According to the World Bank, India’s economy has bounced back amazingly from the COVID-19 pandemic and nationwide lockdown over the last year, but it is not out of the woods yet.
The World Bank in its latest report has predicted that the country’s real GDP growth for fiscal year 21/22 could range from 7.5 to 12.5 per cent.
The Washington-based global lender, in its latest South Asia Economic Focus report released ahead of the annual Spring meeting of the World Bank and the International Monetary Fund (IMF), said that the economy was already slowing when the COVID-19 pandemic unfolded.
After reaching 8.3 per cent in FY17, growth decelerated to 4.0 per cent in FY20, it said.
The slowdown was caused by a decline in private consumption growth and shocks to the financial sector (the collapse of a large non-bank finance institution), which compounded pre-existing weaknesses in investment, it said.
Given the significant uncertainty pertaining to both epidemiological and policy developments, the real GDP growth for FY21/22 can range from 7.5 to 12.5 per cent, depending on how the ongoing vaccination campaign proceeds, whether new restrictions to mobility are required, and how quickly the world economy recovers, the World Bank said.
“It is amazing how far India has come compared to a year ago. If you think a year ago, how deep the recession was… unprecedented declines in activity of 30 to 40 per cent, no clarity about vaccines, huge uncertainty about the disease. And then if you compare it now, India is bouncing back, has opened up many of the activities, started vaccination and is leading in the production of vaccination,” Hans Timmer, World Bank Chief Economist for the South Asia Region, told PTI in an interview.
However, the situation is still incredibly challenging, both on the pandemic side with the flare up that is being experienced now. It is an enormous challenge to vaccinate everybody in India, the official said.
“Most of the people underestimate the challenge,” he said.
On the economic side, Timmer said that even with the rebound and there is uncertainty here about the numbers, but it basically means that over two years there was no growth in India and there might well have been over two years, a decline in per capita income.
“That's such a difference with what India was accustomed to.

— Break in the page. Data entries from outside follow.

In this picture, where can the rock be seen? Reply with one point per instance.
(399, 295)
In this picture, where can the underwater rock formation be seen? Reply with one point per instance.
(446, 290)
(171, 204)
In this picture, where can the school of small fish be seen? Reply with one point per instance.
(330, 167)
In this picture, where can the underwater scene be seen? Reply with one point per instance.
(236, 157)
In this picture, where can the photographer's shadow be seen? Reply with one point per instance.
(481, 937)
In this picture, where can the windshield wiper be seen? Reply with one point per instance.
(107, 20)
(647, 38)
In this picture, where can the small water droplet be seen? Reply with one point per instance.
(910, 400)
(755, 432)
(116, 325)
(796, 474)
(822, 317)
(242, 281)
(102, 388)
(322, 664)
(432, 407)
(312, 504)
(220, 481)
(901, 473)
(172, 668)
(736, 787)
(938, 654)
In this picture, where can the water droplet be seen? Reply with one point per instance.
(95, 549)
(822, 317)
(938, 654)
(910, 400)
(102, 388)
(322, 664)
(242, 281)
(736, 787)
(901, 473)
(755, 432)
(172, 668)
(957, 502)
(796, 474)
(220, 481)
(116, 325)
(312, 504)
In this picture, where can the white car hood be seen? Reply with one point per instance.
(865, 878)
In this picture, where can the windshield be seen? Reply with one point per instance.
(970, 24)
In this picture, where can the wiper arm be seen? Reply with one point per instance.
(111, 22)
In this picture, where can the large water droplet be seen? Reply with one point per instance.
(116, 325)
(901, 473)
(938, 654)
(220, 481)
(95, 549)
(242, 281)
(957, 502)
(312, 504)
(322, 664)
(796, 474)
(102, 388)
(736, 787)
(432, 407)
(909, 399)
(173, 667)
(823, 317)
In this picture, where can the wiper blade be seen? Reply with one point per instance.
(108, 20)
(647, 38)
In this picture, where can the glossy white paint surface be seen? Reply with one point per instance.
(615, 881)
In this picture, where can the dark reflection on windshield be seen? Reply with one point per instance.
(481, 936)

And it means that there are still many parts of the economy that have not recovered or have not fared as well as they would have without a pandemic. There is a huge concern about the financial markets,” Timmer said.
“As economic activity normalises, domestically and in key export markets, the current account is expected to return to mild deficits (around 1 per cent in FY22 and FY23) and capital inflows are projected by continued accommodative monetary policy and abundant international liquidity conditions,” the report said.

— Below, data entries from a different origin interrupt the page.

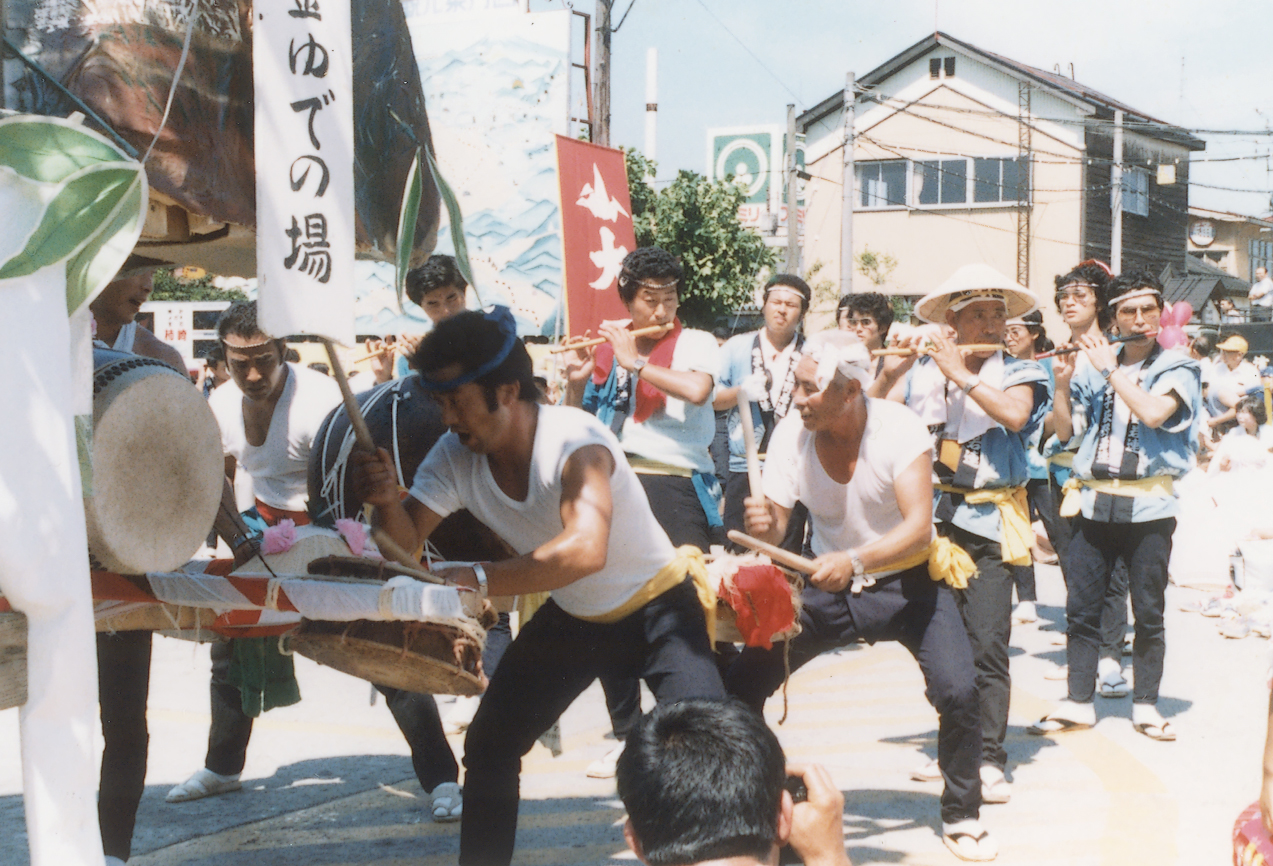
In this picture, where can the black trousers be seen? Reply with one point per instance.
(985, 606)
(122, 688)
(679, 511)
(416, 715)
(918, 613)
(1061, 530)
(1095, 550)
(553, 660)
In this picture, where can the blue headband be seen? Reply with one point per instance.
(502, 316)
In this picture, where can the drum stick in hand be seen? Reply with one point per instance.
(362, 434)
(587, 344)
(773, 552)
(749, 438)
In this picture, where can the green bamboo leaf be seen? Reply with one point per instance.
(74, 215)
(50, 150)
(102, 256)
(406, 224)
(457, 224)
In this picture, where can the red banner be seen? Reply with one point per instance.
(597, 231)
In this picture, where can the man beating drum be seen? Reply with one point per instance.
(863, 469)
(270, 414)
(124, 657)
(554, 483)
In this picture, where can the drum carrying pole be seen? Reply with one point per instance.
(355, 415)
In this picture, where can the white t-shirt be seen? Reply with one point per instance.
(279, 468)
(679, 433)
(452, 478)
(847, 516)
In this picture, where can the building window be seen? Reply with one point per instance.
(1001, 180)
(1260, 254)
(882, 184)
(1136, 191)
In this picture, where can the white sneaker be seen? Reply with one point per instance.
(204, 783)
(929, 772)
(604, 767)
(461, 715)
(994, 786)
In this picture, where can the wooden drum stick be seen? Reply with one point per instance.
(777, 554)
(597, 341)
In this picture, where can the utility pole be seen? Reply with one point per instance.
(848, 181)
(601, 131)
(1117, 182)
(651, 103)
(1024, 198)
(792, 210)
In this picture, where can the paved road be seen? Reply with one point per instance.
(329, 782)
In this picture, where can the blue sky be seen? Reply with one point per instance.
(1198, 65)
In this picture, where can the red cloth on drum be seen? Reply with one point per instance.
(761, 600)
(271, 515)
(1251, 843)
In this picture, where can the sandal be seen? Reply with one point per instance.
(1113, 687)
(1055, 725)
(447, 802)
(969, 841)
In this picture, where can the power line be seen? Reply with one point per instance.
(754, 55)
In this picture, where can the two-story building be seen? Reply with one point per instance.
(966, 156)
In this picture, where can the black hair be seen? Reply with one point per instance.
(239, 320)
(1204, 344)
(792, 282)
(470, 339)
(438, 273)
(1094, 274)
(1137, 278)
(647, 264)
(702, 780)
(1255, 405)
(867, 303)
(1034, 324)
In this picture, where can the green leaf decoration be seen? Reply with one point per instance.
(406, 226)
(102, 256)
(74, 215)
(42, 149)
(457, 224)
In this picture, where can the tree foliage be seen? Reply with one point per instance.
(175, 288)
(696, 219)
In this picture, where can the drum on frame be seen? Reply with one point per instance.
(157, 465)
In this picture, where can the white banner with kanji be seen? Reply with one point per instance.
(303, 77)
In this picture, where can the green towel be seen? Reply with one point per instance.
(265, 676)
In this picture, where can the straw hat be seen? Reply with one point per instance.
(973, 283)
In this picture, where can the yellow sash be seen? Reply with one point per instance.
(1155, 485)
(1013, 513)
(946, 562)
(688, 560)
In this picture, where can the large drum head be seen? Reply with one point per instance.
(157, 466)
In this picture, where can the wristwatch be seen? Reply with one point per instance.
(480, 572)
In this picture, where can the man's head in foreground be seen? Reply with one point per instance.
(703, 781)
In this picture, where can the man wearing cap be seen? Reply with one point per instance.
(555, 484)
(979, 406)
(1230, 378)
(654, 394)
(763, 363)
(1133, 413)
(863, 469)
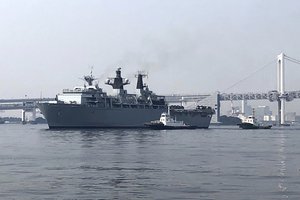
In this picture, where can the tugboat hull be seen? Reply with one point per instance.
(161, 126)
(252, 126)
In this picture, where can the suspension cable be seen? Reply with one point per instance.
(260, 69)
(292, 59)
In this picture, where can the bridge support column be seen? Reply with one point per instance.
(280, 88)
(218, 107)
(33, 114)
(23, 116)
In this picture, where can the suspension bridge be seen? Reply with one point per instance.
(279, 95)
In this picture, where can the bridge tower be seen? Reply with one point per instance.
(281, 88)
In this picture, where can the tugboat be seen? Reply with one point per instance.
(252, 123)
(166, 122)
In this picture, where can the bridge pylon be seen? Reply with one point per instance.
(281, 88)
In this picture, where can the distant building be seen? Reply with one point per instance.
(290, 116)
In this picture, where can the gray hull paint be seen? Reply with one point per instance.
(82, 116)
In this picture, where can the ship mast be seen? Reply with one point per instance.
(117, 82)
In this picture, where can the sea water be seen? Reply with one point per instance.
(216, 163)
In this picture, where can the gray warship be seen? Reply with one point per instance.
(89, 106)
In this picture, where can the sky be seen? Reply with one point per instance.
(185, 46)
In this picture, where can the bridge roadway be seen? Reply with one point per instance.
(21, 104)
(30, 103)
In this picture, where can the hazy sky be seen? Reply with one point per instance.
(186, 46)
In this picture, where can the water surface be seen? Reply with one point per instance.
(217, 163)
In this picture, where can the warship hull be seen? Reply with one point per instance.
(83, 116)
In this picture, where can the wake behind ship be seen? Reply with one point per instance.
(90, 107)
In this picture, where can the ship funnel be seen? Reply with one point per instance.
(118, 82)
(140, 83)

Noting that the COVID-19 shock will lead to a long-lasting inflexion in India’s fiscal trajectory, the report said that the general government deficit is expected to remain above 10 per cent of GDP until FY22. As a result, public debt is projected to peak at almost 90 per cent of GDP in FY21 before declining gradually thereafter.
As growth resumes and the labour market prospects improve, poverty reduction is expected to return to its pre-pandemic trajectory.

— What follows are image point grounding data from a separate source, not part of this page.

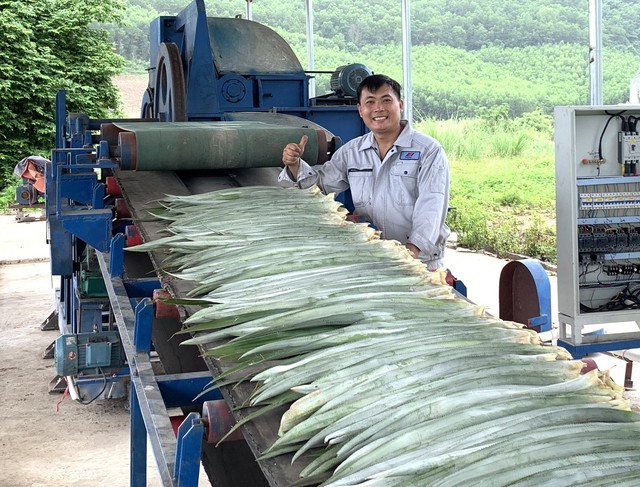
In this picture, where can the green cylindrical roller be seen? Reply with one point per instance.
(174, 146)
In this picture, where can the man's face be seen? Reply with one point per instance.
(381, 110)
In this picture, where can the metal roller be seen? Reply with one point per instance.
(173, 146)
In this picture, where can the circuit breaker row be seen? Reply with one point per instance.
(608, 239)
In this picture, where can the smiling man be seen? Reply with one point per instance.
(399, 178)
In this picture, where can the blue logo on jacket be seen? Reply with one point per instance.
(409, 155)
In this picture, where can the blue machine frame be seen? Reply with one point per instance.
(81, 217)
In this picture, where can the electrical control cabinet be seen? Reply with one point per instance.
(598, 226)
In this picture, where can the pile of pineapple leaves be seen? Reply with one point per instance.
(390, 379)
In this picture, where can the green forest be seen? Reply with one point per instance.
(486, 75)
(467, 56)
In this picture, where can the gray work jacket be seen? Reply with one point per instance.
(405, 196)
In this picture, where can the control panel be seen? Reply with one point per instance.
(598, 224)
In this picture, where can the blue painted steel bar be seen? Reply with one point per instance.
(116, 264)
(138, 453)
(185, 389)
(144, 385)
(188, 451)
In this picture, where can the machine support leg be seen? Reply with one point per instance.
(116, 264)
(143, 324)
(138, 468)
(188, 451)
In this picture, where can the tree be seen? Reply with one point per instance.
(46, 46)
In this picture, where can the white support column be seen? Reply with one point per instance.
(406, 60)
(595, 54)
(310, 48)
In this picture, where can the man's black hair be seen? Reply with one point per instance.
(375, 81)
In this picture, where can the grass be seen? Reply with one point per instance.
(502, 184)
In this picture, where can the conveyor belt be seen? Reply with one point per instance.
(225, 463)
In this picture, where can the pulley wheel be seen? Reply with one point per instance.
(170, 99)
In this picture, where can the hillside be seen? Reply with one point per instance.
(468, 55)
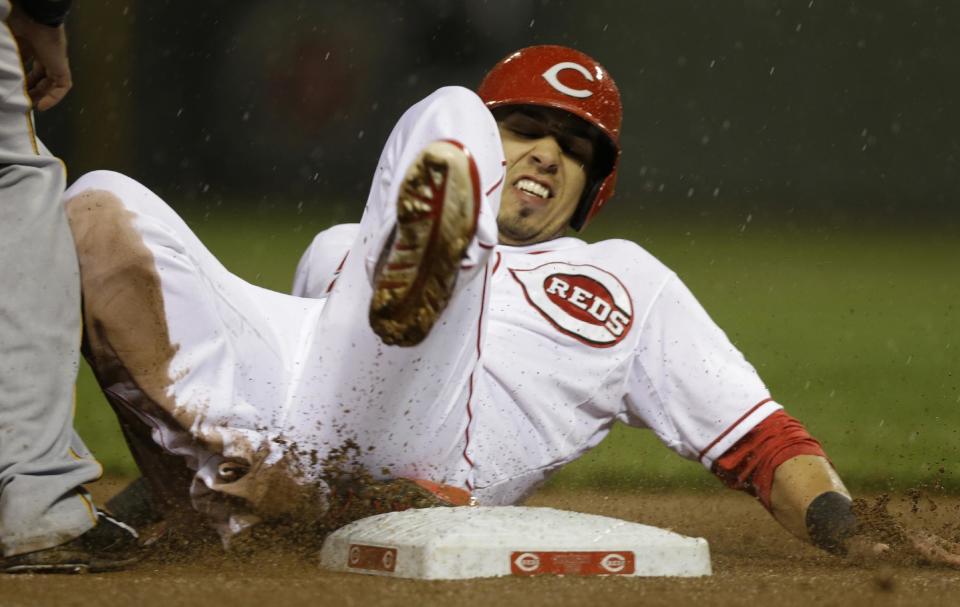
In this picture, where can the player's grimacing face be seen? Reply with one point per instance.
(548, 153)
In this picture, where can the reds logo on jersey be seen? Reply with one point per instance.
(582, 301)
(552, 78)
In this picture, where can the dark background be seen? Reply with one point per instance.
(815, 110)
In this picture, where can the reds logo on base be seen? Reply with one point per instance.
(582, 301)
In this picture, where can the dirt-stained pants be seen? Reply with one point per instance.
(43, 463)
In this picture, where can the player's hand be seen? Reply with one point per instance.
(44, 52)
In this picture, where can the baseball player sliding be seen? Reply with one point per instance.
(455, 335)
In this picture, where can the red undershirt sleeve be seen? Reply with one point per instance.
(750, 463)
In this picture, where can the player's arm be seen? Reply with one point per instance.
(787, 470)
(38, 27)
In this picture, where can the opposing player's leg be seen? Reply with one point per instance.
(43, 463)
(416, 271)
(194, 360)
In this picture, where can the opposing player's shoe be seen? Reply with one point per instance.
(437, 210)
(108, 546)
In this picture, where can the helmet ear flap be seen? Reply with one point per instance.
(565, 79)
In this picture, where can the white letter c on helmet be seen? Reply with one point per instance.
(551, 77)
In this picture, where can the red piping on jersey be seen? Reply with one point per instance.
(466, 446)
(336, 273)
(496, 263)
(732, 426)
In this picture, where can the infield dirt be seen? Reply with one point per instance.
(755, 563)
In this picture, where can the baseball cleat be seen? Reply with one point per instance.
(110, 545)
(437, 209)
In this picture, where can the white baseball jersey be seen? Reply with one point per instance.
(575, 337)
(538, 352)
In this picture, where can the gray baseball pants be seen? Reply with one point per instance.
(43, 463)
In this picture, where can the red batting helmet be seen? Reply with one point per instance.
(566, 79)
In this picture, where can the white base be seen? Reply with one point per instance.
(474, 542)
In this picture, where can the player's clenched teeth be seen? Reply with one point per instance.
(532, 187)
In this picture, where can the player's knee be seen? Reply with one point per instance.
(109, 181)
(106, 240)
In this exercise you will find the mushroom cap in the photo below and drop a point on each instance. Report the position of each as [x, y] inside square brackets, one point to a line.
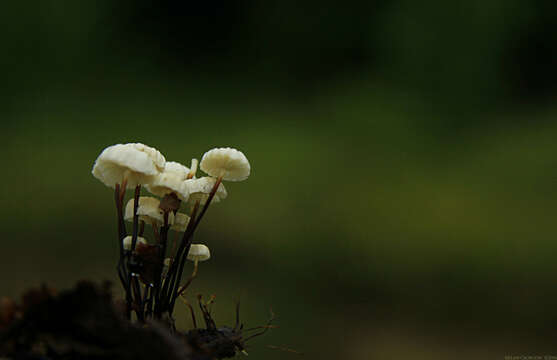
[199, 189]
[199, 252]
[136, 162]
[229, 163]
[128, 242]
[180, 222]
[171, 180]
[148, 210]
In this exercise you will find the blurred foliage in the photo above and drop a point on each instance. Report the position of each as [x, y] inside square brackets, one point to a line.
[403, 156]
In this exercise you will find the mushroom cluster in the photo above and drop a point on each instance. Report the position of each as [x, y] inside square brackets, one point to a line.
[151, 272]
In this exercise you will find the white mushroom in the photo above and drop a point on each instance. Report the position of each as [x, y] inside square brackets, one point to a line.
[226, 163]
[148, 211]
[171, 180]
[133, 163]
[180, 222]
[128, 242]
[199, 252]
[200, 189]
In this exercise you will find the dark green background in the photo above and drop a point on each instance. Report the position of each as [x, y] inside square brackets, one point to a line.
[402, 202]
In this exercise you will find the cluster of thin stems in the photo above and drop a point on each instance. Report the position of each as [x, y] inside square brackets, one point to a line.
[156, 299]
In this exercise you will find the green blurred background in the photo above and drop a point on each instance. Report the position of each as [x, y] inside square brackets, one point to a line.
[402, 201]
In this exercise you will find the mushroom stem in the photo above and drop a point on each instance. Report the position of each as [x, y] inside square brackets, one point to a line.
[141, 228]
[191, 311]
[135, 216]
[158, 277]
[122, 269]
[131, 256]
[178, 264]
[193, 276]
[207, 203]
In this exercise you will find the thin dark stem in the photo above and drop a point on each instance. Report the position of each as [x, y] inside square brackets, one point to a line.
[186, 241]
[158, 276]
[139, 304]
[135, 216]
[208, 202]
[141, 228]
[172, 274]
[122, 270]
[131, 260]
[237, 326]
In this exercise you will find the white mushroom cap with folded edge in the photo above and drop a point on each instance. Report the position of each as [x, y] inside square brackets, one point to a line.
[171, 180]
[180, 222]
[228, 163]
[199, 252]
[128, 242]
[135, 162]
[148, 210]
[200, 189]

The poverty rate (at the USD 1.90 line) is projected to return to pre-pandemic levels in FY22, falling within 6 and 9 per cent, and fall further to between 4 and 7 per cent by FY24, the World Bank said.
The Indian economy, Timmer said, has bounced back from the initial enormous hit.
“It has bounced back even quicker than we initially thought. The availability of vaccines helped a lot there. That made it possible to open up more and in general to improve confidence in the economy.
“If you have no further deterioration or fall back then, that means that the economy this year would grow around nine per cent. With some additional growth you are in double digits. That’s the positive story,” Timmer said, adding that there is also the uncertainty.
India also has the advantage as compared to some of the other countries that it has foreign direct investment inflows.
“(This) probably has to do also with the geopolitical changes in the world economy… investors moving away from China and looking at India. That is an advantage, but you don't see very strong investments, you see some first signs of domestic investments recovering, that is still an uncertain point,” Timmer said.
Responding to a question, Timmer said it is “impressive” how quickly the Indian government came up with relief efforts including the transfer of money, measures allowing companies to forego debt service.
“Given the difficult situation, I think that was very impressive. At the same time, it was not enough because, and that's one of the lessons of the crisis.
“There are so many people and so many, very small companies that are really difficult to reach, and you need a more comprehensive overhaul of the whole system to make the support a lot more universal,” Timmer added.
According to officials, India has so far registered 1,20,95,855 COVID-19 cases and 1,62,114 fatalities.
The number of people who have recuperated from the disease surged to 1,13,93,021, while the case fatality rate stands at 1.34 per cent.